We use Prometheus to provide real-time monitoring of our hardware. The master is dementors which uses the Node Exporter to collect data from other servers.

We monitor servers, desktops, and staff VMs, but not the hozer boxes. Additionally, we don't receive email alerts for staff VMs. Monitoring for the networking switch, blackhole, is currently under development.

Alerts

Alerts can be viewed at prometheus.ocf.berkeley.edu/alerts. They are configured at this folder in the Puppet configs.

Alerts can additionally be configured using the alert manager. Alertmanager handles notifications for alerts via communication through email and Slack. Alerts can be inhibited or silenced.
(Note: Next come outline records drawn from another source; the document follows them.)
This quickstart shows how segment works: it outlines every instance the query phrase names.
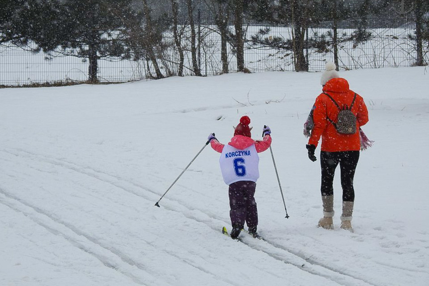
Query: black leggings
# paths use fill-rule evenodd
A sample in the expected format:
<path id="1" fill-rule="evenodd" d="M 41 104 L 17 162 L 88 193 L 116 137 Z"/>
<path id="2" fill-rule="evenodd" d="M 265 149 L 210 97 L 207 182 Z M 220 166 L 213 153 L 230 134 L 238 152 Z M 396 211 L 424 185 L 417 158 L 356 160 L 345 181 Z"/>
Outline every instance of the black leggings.
<path id="1" fill-rule="evenodd" d="M 334 175 L 335 169 L 340 163 L 341 171 L 341 187 L 343 188 L 343 201 L 354 201 L 353 179 L 357 161 L 358 151 L 320 152 L 320 166 L 322 167 L 322 195 L 334 194 Z"/>

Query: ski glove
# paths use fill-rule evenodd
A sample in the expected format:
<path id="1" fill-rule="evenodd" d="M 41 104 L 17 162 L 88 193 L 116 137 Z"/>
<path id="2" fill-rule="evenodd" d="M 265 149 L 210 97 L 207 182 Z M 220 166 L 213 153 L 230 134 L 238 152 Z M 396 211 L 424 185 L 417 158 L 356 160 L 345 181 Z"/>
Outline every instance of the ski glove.
<path id="1" fill-rule="evenodd" d="M 216 138 L 214 136 L 214 133 L 210 133 L 210 135 L 209 135 L 209 137 L 207 137 L 207 140 L 208 142 L 210 142 L 212 140 L 217 140 Z"/>
<path id="2" fill-rule="evenodd" d="M 266 135 L 269 135 L 271 134 L 271 129 L 267 125 L 264 125 L 263 129 L 262 129 L 262 133 L 263 134 L 263 136 Z"/>
<path id="3" fill-rule="evenodd" d="M 307 150 L 308 150 L 308 158 L 313 162 L 317 160 L 316 156 L 314 156 L 314 151 L 316 151 L 316 146 L 313 144 L 307 144 L 305 145 Z"/>

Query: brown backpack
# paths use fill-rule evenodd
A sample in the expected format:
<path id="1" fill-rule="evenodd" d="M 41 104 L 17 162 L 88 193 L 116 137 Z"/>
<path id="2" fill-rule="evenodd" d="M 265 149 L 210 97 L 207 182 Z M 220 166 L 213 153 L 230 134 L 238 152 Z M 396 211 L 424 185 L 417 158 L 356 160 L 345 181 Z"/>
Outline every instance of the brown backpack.
<path id="1" fill-rule="evenodd" d="M 343 108 L 340 107 L 338 103 L 334 100 L 334 98 L 331 95 L 326 93 L 323 93 L 324 94 L 328 95 L 331 99 L 335 103 L 338 109 L 340 109 L 340 112 L 338 113 L 338 117 L 337 117 L 337 123 L 334 122 L 327 116 L 326 117 L 328 120 L 331 121 L 333 125 L 335 127 L 338 133 L 342 134 L 354 134 L 356 133 L 356 116 L 351 112 L 351 108 L 353 107 L 353 104 L 354 103 L 354 100 L 356 99 L 356 93 L 354 93 L 354 96 L 353 97 L 353 101 L 351 101 L 351 104 L 350 107 L 347 106 L 347 104 L 344 104 Z"/>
Alertmanager documentation can be found here.

Alerts are currently under development and may not be fully comprehensive.

Metrics

Prometheus uses metrics to collect and visualize different types of data.

The main way Prometheus collects metrics in the OCF is Node Exporter. Another important exporter we use is the SNMP Exporter which monitors information from printers, and possibly in the future, network switches.

A full list of exporters is available in the Prometheus documentation. In order to take advantage of these exporters, we define them in the Puppet config for the Prometheus server.

Custom Metrics

There are three main ways to generate custom metrics:

  1. If metrics can be generated from a VM, run a script on a cronjob that writes to /srv/prometheus. These automatically get bundled into Node Exporter. We do this for CUPS monitoring - here is an example of this in practice.
  2. Run a metrics server over HTTP and add them manually to the Puppet config. This is the most ideal method of using a prewritten exporter, like the Apache or Postfix exporters, both of which we use. An example of this is in the Prometheus server config.
  3. Run your exporter in Kubernetes if it doesn't matter which host it runs on. This is how we run the SNMP exporter. Again, this is done in the Prometheus server config.

Custom Queries

Prometheus supports querying a wide variety of metrics. (For a full list, go to Prometheus and use the "insert metric at cursor" dropdown.) A basic query comes in the form:

metric{label="value", label2="value2", ...}

Some labels used frequently are:

  • instance: The name of the device that the data was collected from. Some examples are papercut, avalanche, or supernova.
  • host_type: The type of device that is being queried. Valid types are desktop, server, and staffvm.
  • job: The name of the job/exporter that collected the data. Some examples are node, printer, and slurm.

For example, if you would like to view the total RAM installed on each of the servers you can query node_memory_Active_bytes{host_type="server"}.

To view the per-second rate of a metric, use

rate(metric{label="value",...})

For example, the data sent in bytes/second over the past 5 minutes by fallingrocks can be retrieved using rate(node_network_transmit_bytes_total{instance="fallingrocks"}.

For more info about querying, see the official documentation.

Queries are best used in conjunction with Grafana, as to produce more readable results and save them for future reference. The next section will give more details on how to do this.

Grafana

The frontend for Prometheus is Grafana, which displays statistics collected by Prometheus in a user-friendly manner. Some of the more useful dashboards available are:

  • Servers: Displays usage information for the physical servers and hypervisors (fallingrocks, riptide, etc).
  • Desktops: Displays usage information for lab computers (cyclone, acid, etc).
  • Printers: Displays printer usage and resource information.
  • Mirrors: Displays information about mirror staleness.
  • HPC: Displays usage information for the HPC cluster.

There are more dashboards available, which can be accessed by clicking the dropdown arrow on the top left of the Grafana page.

Configuring Grafana dashboards does not require editing Puppet configs. Simply go to Grafana, login using your OCF account, and click the plus icon on the left toolbar to begin visually creating a custom dashboard. Grafana uses Prometheus queries to fetch data to be displayed.